Mr Grade, 63, will take over the day-to-day running of ITV, and he is likely to be rewarded handsomely for defecting.
As the BBC’s chairman he earned £140,000 for a four-day week.
His appointment will be greeted with relief in the City, which had feared that the company behind Coronation Street was unable to find a leader who could combine business and creative flair.
ITV insiders said last night that they were delighted to have secured Mr Grade’s services. His appointment is expected to be confirmed this morning in an announcement to be made to the commercial broadcaster’s shareholders.
His move comes at a time when the commercial broadcaster is trying to fight off a takeover bid from NTL, the cable company, and make sense of a share swoop by BSkyB, 39.1 per cent of which is owned by News Corporation, parent company of The Times, and which last week seized a 17.9 per cent stake in ITV at a cost of £940 million.
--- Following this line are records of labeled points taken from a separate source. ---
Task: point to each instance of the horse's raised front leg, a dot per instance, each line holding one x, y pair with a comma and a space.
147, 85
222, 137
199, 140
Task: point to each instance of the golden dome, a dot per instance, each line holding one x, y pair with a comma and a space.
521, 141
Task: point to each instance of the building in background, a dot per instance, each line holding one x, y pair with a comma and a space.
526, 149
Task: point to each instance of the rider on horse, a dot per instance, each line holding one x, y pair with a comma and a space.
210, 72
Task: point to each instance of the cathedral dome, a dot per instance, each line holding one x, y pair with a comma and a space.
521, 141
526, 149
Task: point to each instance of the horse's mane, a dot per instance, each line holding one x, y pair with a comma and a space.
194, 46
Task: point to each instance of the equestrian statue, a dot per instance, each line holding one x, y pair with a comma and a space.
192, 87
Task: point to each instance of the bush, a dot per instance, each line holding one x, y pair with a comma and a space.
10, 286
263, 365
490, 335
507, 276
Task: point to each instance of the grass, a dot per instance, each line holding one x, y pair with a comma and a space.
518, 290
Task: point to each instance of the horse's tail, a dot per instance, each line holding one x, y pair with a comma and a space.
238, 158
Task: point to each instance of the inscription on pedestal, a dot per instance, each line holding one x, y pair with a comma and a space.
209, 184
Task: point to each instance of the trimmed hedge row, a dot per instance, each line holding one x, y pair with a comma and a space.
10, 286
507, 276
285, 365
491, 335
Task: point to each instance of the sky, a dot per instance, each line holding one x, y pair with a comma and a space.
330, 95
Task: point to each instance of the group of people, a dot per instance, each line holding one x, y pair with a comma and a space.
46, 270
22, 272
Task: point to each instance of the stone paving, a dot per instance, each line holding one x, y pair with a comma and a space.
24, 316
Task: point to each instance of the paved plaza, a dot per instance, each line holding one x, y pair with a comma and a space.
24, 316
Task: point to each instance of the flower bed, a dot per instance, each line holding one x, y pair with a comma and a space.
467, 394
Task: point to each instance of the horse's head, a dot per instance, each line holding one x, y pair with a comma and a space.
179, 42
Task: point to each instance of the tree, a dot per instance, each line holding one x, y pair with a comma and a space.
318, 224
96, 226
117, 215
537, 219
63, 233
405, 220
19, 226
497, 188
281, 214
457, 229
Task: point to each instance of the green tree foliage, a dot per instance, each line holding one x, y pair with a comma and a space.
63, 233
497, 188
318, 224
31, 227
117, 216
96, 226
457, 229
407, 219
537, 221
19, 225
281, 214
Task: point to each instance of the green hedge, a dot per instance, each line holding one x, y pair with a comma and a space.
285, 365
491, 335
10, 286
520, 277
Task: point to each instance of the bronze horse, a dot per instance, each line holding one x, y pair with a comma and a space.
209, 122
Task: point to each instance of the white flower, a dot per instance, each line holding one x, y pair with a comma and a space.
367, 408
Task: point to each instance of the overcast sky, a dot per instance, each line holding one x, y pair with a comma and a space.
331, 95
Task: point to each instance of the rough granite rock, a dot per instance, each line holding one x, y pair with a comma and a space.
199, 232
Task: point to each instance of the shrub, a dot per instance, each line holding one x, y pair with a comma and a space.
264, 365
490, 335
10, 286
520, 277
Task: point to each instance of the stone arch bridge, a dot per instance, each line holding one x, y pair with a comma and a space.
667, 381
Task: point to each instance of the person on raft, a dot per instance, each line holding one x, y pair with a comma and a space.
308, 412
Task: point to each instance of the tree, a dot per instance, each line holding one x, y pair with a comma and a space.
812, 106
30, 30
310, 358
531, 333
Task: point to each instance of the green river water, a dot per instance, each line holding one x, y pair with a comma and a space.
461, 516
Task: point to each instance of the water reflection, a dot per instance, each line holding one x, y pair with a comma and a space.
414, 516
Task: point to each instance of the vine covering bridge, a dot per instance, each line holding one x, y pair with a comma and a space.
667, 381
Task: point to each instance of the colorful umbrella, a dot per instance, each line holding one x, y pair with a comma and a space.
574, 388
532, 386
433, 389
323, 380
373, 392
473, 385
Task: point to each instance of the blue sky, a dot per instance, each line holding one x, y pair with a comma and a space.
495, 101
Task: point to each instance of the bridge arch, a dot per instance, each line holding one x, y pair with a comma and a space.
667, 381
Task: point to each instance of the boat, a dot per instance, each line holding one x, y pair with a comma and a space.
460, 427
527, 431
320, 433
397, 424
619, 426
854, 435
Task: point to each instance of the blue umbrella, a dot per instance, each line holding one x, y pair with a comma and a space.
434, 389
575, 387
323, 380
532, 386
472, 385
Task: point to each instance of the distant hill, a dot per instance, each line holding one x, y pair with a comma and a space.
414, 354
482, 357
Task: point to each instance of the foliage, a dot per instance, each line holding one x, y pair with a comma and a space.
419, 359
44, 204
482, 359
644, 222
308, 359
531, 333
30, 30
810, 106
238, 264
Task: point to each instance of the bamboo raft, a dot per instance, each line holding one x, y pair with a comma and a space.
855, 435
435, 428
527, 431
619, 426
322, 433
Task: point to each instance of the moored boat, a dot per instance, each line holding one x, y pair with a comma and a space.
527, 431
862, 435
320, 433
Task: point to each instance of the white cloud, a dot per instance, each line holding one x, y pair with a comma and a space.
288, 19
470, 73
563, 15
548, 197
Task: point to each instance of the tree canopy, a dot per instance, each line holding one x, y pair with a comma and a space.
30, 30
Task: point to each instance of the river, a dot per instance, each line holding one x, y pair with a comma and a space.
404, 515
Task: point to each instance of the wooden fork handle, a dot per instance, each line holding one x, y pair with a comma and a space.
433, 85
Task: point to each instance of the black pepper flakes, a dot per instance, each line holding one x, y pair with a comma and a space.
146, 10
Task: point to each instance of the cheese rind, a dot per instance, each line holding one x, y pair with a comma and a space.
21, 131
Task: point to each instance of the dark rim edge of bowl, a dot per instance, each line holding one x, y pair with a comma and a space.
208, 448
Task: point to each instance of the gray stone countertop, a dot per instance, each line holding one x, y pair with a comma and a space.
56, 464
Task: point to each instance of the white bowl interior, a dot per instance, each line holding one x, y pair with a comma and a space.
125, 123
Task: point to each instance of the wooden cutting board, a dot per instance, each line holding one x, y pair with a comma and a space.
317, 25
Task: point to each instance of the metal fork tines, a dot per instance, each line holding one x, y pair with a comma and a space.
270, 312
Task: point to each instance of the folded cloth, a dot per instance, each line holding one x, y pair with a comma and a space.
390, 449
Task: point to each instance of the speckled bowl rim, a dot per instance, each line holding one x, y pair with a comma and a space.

It implies that ITV will try to steer an independent future, at a critical time in its history, and helps to explain why the commercial broadcaster felt able to rebuff a £4.7 billion bid from NTL, supported by its principal backer, the Virgin Group chief executive Sir Richard Branson.
ITV1’s share of viewers has halved over the last decade, to about 20 per cent, and Mr Grade will have to win back middle-class viewers while dealing with the popularity of multi-channel television and the internet.
However, the move will stun the BBC. Mr Grade had fought hard to become its chairman after the resignation of Gavyn Davies two years ago — and the corporation is meeting with resistance from the Government over its attempts to secure an above-inflation increase in the licence fee.
Negotiations to secure a new licence fee are at a delicate stage — with the BBC’s demand for an increase the rate of inflation, plus 1.8 per cent a year, meeting fierce resistance from the Treasury. Mr Grade was heading up the BBC’s bid, and the corporation may feel the loss of his smooth political skills at a time when Mark Thompson, the BBC Director-General, ruffled political feathers with a threat to abandon a cherished move to Manchester.
ITV had officially been looking for a chief executive to replace Charles Allen, who departed in the summer after intense shareholder pressure.
Many had criticised the length of the recruitment process, but it is now clear that the broadcaster had been targeting Britain’s most experienced television executive in a negotiation that will have stretched over several weeks.
Sir Peter Burt, the former chief executive of the Bank of Scotland, will stand aside as ITV’s chairman.
Nobody had considered Mr Grade as a contender for the ITV top job, because he was thought to be secure at the BBC. However, ITV insiders had been promising a surprise appointment for several days, ending a race that had been widely expected to end with the appointment of Stephen Carter, the former chief executive of Ofcom.
As of tomorrow, Mr Grade will have held top jobs at Britain’s three most popular broadcasters. A former chief executive of Channel 4 in the 1990s, he then became the first BBC chairman with broadcasting experience in 2004, before the move to ITV.
The appointment of a new BBC chairman, which will be undertaken by the Department of Culture, Media and Sport, in negotiation with 10 Downing Street, is likely to take several months.